China blames media for food row
Minister says exaggerated foreign reports fuelling fears over food safety.
“One company’s problem doesn’t make it a country’s problem. If some food products are below standard, you can’t say all the country’s food is unsafe,” Li said.
“One company’s problem doesn’t make it a country’s problem”
Li Changjiang, General Administration of Quality Supervision, Inspection and Quarantine
He said more than 99 per cent of Chinese food exports to the US in the past three years had met quality standards, the same or better than that of US food exports to China.
Earlier this month a Chinese foreign ministry spokesman warned the media against exaggerating food safety problems and stirring consumer panic.
Turning the tables
The General Administration of Quality Supervision, Inspection and Quarantine is China’s quality control watchdog and has some responsibility in overseeing the safety of Chinese products.
On Friday, it posted a list on its website detailing imported American meat that is said had contaminants, including salmonella, banned feed additives and veterinary drugs.
The agency’s list included frozen poultry from Arkansas-based Tyson Foods Inc, the world’s largest meat processor, which it said was contaminated with salmonella.

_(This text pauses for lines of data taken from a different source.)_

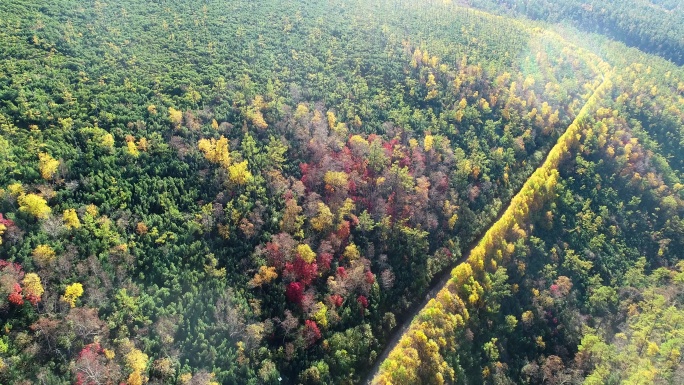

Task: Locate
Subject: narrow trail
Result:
[361,74,609,384]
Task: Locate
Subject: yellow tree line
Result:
[373,67,612,385]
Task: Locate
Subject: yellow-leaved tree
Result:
[62,282,83,307]
[21,273,45,305]
[168,107,183,127]
[228,160,252,186]
[124,348,149,385]
[32,245,56,266]
[62,209,81,230]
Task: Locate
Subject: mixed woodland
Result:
[0,0,684,385]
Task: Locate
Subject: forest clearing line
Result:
[363,67,612,384]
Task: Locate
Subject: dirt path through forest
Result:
[361,76,609,384]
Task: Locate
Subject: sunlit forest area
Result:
[0,0,684,385]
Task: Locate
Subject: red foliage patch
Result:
[330,294,344,307]
[285,282,304,305]
[7,283,24,306]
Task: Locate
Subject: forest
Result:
[0,0,684,385]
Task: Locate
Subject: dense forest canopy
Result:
[0,0,684,385]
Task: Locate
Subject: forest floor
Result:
[361,73,608,384]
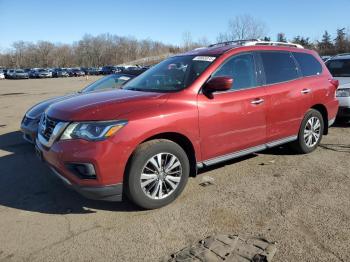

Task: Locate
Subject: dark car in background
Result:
[52,68,69,77]
[101,65,122,75]
[7,69,29,79]
[29,68,52,78]
[21,73,137,143]
[81,67,100,75]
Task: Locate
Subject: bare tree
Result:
[218,15,267,42]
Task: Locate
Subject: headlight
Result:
[337,88,350,97]
[61,120,127,141]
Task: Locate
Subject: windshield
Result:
[326,59,350,77]
[123,56,216,92]
[81,74,133,93]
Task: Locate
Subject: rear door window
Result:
[293,52,322,76]
[260,51,299,85]
[213,53,258,90]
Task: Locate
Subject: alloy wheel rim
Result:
[304,116,321,148]
[140,153,182,199]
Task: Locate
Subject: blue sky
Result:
[0,0,350,50]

The move was the latest in a series of announcements in recent weeks that has seen China rejecting imports of US-made orange pulp, dried apricots, raisins and health supplements.
The announcements appear to be in response to US and other countries cracking down on Chinese products since the US Food and Drug Administration found in April that North American dogs and cats had been poisoned by tainted Chinese pet food ingredients.
Since then, a growing number of Chinese products have been found to contain potentially toxic chemicals and other adulterants, prompting major importers such as the US, Japan, and the European Union to push Beijing to improve inspections.